For correlation/regression analysis, rbiom uses estimated marginal means (emmeans::emmeans()) on rank-transformed values.

Further reading:

Compositionality

Compositional data arises when the counts don’t represent the entire population. In microbiome studies, the number of microbes that get sequenced is far less than the number of microbes from where the sample was collected.

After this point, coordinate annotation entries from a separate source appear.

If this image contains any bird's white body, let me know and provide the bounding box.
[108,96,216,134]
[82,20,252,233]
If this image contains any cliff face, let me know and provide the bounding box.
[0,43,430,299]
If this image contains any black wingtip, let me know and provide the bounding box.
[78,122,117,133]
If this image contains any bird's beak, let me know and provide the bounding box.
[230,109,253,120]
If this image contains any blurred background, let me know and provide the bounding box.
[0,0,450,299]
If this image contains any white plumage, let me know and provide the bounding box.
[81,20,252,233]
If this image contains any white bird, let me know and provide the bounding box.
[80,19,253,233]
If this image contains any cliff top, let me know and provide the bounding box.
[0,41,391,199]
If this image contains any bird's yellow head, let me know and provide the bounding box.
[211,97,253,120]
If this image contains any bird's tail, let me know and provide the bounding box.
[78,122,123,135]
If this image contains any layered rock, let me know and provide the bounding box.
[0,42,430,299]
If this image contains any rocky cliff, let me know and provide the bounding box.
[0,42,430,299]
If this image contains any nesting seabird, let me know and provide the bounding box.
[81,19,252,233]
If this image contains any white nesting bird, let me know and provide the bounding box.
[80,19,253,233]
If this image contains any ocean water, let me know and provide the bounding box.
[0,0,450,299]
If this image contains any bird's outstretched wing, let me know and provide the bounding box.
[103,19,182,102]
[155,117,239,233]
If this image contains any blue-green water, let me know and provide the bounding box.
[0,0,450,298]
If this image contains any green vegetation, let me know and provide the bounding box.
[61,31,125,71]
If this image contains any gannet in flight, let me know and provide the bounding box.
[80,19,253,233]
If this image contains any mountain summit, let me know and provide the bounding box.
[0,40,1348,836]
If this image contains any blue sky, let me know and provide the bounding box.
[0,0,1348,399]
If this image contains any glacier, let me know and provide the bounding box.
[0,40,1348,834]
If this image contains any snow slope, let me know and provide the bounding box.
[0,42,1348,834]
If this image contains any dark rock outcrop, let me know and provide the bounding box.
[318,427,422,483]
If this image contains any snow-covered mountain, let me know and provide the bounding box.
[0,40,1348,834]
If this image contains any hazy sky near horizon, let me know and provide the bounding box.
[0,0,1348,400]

Articles by Gloor et al and McMurdie and Holmes propose the use of their analysis tools ( ALDEx2 and metagenomeSeq, respectively) to apply the proper statistical methods for this situation. Conversely, rbiom does not correct for compositionality. This is because correcting for compositionality introduces extra noise into your dataset and severely limits your selection of metrics and visualizations, typically without any significant benefit to analysis.